The thing is, we have to judge behavior - - though without condemning - - for some types are cruelly devastating, not only to indulgers, but to those they influence. For several generations adults have destroyed boundaries, though most young people desire such security. We have taught our children that it’s delightful to celebrate high school graduation with extravagant excursions, drugs, recreational sex, excessive use of alcohol, and we and they have suffered excruciating consequences. Sporting with the devil inevitably spawns malignant repercussions for individuals, their families, people they don’t even know, and society in general. In our time it has propagated moral chaos.

Yet this has happened before. Gibbon’s The Decline and Fall of the Roman Empire describes similar conditions, as do tomes depicting ancient Greece’s final century of western world domination. Our technology has masked the parallels. Human behavior has degenerated almost to the abysmal nadir that caused those and other once ascendant world powers to be overcome by disciplined foes. “America is great because it is good,” proclaimed Alexis de Toqueville. “If it ceases to be good, it will cease to be great.”

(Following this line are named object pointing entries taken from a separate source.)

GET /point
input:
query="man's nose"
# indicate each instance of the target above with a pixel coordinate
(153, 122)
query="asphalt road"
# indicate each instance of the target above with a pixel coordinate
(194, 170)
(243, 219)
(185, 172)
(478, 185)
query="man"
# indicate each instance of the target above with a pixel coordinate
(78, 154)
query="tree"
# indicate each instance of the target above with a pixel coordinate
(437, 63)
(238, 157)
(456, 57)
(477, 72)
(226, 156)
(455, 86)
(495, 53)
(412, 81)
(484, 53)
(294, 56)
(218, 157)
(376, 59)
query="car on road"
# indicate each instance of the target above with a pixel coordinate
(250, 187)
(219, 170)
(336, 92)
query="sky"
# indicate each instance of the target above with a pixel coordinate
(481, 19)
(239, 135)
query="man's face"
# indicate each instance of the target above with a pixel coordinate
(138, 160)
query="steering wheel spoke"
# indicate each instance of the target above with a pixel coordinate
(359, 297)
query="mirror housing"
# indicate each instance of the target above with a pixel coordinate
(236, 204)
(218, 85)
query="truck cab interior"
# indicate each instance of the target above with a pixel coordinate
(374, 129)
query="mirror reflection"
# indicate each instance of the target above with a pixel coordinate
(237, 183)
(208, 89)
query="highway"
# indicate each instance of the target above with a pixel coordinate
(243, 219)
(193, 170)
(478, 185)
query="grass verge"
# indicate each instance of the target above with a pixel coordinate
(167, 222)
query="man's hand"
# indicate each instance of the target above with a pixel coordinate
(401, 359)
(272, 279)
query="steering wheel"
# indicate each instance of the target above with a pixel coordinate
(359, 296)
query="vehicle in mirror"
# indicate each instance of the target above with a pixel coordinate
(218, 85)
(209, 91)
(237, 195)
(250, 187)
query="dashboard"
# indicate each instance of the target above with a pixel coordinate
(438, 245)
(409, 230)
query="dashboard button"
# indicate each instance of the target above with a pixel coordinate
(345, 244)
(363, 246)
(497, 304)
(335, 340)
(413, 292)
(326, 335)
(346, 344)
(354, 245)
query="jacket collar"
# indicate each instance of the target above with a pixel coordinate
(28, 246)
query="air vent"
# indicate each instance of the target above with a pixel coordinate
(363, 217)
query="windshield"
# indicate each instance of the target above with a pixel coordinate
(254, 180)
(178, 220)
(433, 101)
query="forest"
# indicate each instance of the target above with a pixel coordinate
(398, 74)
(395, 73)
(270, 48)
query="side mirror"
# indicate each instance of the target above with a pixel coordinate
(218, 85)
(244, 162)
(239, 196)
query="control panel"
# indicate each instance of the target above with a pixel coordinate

Those of us who scoff at the idiocy of amusing oneself by teasing a savage animal might be well advised to contemplate the societal monster we are creating, in which increasing violence, drug usage, dishonesty, corruption, and blatant immorality are the accepted norm. Complacently, we indulge in them with the arrogant insensitivity brought on by a plague of universal blasé acceptance.

T.S. Eliot wrote that the only hope for modern society is a return to traditional religious values. William Golding’s novel Lord of the Flies shows us that civilization is fragile, poised precariously upon adherence to certain timeless precepts. Without these, humans revert to savagery, to the level of lower animals.

We still have choices. In this new year perhaps each of us should identify his or her personal beast and decline the devil’s table. We can tell Old Arch-Tempter, “Get lost, Creep, before I am. I’m through being fake cool and politically correct. I’m going to face and stand for truth and values and help other people. Minus you, there’s more fun to be had, anyway. You know where you can go, but without me.” By so doing, observing the qualitative distinction between judging behavior and judging people, we can indeed change society.

It’s the tiger that dines on the would-be rider, and a long spoon does no good if the chicken cordon bleu is poisoned.